I took my dog for an hour long walk today and saw 5 people. Two of them were workmen, and one was a farmer in a distant field so I’m not sure he counts. The other two are neighbours who are committed to their daily walk. Sometimes we stop and chat, other times we stick to our exercise.
In my old hood, I couldn’t get away from all the people I knew. If I walked one city block, on average, I would see 5 people I knew. Knowing me, I’d probably stop and chat with all of them. I may need to go to the city just to roam the streets and see people.
Sometimes I love not seeing a soul around here. There is a sense of freedom when you are alone, and you can only hear the birds. Other times you just feel alone.

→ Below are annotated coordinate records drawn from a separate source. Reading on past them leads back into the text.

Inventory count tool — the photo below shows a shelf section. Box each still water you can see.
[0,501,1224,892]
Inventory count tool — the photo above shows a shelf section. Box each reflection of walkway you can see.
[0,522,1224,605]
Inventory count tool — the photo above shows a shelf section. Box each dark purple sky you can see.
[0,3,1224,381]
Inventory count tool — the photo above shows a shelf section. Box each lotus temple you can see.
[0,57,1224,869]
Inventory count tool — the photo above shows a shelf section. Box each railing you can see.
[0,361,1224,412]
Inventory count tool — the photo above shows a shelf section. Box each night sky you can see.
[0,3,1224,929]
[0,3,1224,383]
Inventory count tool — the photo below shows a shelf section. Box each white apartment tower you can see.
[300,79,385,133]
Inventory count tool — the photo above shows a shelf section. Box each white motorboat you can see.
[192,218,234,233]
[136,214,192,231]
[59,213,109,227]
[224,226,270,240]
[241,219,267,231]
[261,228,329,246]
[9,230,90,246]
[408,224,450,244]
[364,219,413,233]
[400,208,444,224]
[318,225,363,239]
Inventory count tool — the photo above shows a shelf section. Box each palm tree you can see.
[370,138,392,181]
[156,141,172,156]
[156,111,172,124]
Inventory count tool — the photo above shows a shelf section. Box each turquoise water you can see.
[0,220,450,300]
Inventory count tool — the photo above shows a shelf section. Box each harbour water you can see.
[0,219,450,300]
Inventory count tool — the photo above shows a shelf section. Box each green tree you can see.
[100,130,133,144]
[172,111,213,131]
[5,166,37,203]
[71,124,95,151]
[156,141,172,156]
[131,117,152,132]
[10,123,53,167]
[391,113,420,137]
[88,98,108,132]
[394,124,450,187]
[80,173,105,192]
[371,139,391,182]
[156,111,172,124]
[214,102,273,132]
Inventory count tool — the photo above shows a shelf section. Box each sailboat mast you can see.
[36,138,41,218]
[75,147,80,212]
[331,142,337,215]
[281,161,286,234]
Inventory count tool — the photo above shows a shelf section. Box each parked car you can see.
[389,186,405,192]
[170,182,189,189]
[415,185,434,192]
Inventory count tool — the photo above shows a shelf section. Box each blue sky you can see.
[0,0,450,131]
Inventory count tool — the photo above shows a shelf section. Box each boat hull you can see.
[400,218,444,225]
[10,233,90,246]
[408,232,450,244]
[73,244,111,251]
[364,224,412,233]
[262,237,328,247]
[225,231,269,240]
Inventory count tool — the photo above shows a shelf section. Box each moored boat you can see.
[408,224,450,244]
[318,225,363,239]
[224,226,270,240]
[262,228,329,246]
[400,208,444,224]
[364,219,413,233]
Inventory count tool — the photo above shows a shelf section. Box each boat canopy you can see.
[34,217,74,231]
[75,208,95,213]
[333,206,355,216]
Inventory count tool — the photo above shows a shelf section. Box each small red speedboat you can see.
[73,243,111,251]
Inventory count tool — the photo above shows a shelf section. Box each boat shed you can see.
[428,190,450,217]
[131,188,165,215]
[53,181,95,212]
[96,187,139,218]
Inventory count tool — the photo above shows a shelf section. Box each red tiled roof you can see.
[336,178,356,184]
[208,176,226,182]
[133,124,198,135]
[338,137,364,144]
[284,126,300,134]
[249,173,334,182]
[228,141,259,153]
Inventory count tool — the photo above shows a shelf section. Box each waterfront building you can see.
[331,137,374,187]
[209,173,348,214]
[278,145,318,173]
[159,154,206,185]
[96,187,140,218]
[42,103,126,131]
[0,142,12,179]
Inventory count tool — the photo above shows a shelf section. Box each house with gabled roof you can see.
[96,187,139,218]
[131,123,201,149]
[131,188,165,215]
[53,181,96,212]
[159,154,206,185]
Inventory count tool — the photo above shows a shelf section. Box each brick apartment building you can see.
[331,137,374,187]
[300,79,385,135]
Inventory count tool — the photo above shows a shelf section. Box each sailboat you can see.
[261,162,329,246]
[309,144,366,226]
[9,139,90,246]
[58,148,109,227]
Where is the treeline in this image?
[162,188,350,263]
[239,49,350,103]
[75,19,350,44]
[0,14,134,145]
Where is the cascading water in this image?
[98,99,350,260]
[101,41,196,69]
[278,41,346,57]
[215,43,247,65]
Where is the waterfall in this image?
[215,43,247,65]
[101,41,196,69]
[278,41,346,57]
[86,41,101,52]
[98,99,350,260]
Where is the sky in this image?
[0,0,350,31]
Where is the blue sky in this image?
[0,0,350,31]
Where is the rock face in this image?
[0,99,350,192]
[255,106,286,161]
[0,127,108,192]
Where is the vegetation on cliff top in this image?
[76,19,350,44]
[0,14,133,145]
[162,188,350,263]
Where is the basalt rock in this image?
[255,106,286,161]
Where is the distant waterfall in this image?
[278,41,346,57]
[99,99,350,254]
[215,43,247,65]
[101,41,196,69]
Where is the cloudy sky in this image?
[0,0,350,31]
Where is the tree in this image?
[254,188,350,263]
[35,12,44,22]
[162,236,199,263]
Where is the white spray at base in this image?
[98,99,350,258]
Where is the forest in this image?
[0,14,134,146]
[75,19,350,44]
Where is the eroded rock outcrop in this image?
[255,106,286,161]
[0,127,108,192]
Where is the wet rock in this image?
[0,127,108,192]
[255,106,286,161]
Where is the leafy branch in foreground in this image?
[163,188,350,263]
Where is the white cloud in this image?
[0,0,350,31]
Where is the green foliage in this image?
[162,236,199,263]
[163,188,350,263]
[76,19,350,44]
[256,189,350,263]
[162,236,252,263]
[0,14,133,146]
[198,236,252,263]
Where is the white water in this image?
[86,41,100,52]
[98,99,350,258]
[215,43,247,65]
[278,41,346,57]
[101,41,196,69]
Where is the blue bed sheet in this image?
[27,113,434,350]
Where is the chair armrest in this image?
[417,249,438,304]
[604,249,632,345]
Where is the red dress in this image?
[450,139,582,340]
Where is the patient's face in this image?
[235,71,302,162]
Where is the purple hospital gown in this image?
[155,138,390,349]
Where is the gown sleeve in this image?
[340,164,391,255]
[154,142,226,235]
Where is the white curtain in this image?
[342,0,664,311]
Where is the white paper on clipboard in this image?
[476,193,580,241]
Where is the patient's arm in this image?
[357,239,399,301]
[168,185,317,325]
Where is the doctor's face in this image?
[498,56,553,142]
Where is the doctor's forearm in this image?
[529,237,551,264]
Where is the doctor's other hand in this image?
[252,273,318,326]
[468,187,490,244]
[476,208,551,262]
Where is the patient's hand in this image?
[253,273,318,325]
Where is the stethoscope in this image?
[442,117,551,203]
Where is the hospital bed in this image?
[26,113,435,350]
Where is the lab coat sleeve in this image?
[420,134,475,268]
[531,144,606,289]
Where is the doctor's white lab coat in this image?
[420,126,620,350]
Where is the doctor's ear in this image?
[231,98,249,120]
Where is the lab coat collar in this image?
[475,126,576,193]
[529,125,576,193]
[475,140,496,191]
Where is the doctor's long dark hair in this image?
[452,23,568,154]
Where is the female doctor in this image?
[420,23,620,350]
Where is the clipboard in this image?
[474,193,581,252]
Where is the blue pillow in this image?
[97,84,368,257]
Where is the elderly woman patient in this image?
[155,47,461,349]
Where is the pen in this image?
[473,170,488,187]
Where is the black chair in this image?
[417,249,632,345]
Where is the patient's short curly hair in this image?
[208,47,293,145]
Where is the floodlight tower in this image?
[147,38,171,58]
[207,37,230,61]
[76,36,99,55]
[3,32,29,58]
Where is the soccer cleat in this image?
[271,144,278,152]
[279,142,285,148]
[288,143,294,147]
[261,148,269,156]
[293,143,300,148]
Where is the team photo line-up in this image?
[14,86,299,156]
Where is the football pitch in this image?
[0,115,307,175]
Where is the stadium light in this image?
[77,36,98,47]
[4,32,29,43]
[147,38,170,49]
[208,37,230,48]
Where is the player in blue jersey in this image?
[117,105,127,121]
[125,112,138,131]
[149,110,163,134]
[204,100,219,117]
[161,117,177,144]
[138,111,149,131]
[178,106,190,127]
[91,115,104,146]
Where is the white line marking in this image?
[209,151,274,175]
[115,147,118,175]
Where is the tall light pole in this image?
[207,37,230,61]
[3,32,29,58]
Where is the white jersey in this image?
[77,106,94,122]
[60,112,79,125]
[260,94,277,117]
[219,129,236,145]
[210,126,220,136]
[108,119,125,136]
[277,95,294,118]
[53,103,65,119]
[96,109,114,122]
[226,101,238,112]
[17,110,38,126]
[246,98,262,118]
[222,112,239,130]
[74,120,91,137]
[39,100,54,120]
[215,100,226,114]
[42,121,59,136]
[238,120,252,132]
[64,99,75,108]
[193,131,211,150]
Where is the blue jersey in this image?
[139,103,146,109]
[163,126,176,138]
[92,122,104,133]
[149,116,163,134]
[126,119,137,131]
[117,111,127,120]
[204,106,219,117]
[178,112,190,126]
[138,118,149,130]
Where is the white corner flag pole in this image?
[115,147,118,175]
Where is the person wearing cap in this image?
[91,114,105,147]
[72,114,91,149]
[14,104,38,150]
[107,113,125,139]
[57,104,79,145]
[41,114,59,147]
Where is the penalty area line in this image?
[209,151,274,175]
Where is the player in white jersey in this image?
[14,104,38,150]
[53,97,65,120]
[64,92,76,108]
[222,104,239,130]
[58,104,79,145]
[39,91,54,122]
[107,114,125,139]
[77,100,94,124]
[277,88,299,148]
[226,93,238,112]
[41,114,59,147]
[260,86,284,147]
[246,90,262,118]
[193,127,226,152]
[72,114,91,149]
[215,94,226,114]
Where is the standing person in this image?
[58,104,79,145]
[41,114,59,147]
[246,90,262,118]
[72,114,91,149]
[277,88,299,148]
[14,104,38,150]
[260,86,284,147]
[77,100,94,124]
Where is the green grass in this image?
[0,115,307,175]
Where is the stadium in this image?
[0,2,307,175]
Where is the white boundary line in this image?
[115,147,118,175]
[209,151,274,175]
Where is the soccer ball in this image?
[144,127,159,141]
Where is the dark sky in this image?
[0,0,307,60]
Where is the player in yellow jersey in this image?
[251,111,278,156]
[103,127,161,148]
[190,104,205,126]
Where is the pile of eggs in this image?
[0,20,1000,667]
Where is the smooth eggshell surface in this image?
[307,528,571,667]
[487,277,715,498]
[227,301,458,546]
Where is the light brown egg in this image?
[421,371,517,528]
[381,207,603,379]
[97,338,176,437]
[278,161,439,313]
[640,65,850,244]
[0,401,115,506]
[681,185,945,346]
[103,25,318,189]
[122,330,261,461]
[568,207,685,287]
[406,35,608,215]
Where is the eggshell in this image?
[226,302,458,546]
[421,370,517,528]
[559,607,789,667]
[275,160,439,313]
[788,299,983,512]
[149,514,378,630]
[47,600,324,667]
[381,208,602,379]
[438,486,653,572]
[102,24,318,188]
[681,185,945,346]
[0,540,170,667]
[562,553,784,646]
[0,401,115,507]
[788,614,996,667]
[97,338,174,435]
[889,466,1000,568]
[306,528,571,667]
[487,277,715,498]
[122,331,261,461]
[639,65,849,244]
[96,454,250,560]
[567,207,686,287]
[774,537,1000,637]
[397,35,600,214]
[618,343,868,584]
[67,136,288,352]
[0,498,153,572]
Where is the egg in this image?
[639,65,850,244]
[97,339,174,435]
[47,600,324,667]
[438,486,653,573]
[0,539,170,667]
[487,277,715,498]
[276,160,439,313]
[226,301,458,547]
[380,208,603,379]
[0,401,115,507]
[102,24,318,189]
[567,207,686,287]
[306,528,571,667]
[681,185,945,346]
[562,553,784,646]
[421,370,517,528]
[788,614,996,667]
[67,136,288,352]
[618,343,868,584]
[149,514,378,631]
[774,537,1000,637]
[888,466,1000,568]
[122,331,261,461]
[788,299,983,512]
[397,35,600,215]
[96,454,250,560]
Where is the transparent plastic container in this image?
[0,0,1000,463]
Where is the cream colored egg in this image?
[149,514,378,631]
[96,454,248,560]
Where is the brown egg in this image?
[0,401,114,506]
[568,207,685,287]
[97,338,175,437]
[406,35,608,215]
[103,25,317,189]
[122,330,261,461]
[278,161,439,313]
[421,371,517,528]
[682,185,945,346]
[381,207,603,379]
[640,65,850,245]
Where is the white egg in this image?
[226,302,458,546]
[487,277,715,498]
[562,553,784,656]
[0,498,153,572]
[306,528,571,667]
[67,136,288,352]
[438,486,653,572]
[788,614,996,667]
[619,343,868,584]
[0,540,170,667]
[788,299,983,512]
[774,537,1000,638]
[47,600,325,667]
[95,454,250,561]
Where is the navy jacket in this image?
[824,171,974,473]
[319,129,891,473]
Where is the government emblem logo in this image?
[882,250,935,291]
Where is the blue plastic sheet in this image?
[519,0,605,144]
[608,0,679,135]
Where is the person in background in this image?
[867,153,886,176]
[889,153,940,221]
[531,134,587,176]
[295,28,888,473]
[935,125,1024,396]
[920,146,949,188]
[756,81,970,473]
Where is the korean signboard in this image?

The last two days, we have woken up to frost on the grass and icy puddles. Winter is on it’s way. There is a handful of expatriates here. We all left Toronto around the same time and this will be our first rural winter. We are all a little concerned about making it through. Isolation, and boredom are common themes to our conversations when we speak of winter. Will we survive?
Well, of course we will. We just want to survive well enough so that we will want to be here next winter.
We’ve all made an informal pact. Keep in touch, be entertaining and entertain. I may not know them well, but we all came from the same place, and we moved here with similar notions. We all wanted to be less busy, and more free. Free to spend time with family and friends, have the time to make new friends, and have the space to hear the birds when we are completely alone.
All the tourists are gone. As it gets chillier, there are less visitors willing to make the drive. The snow birds are starting to flee south. We need to find our groove, and I’m counting on my new friends to get me through.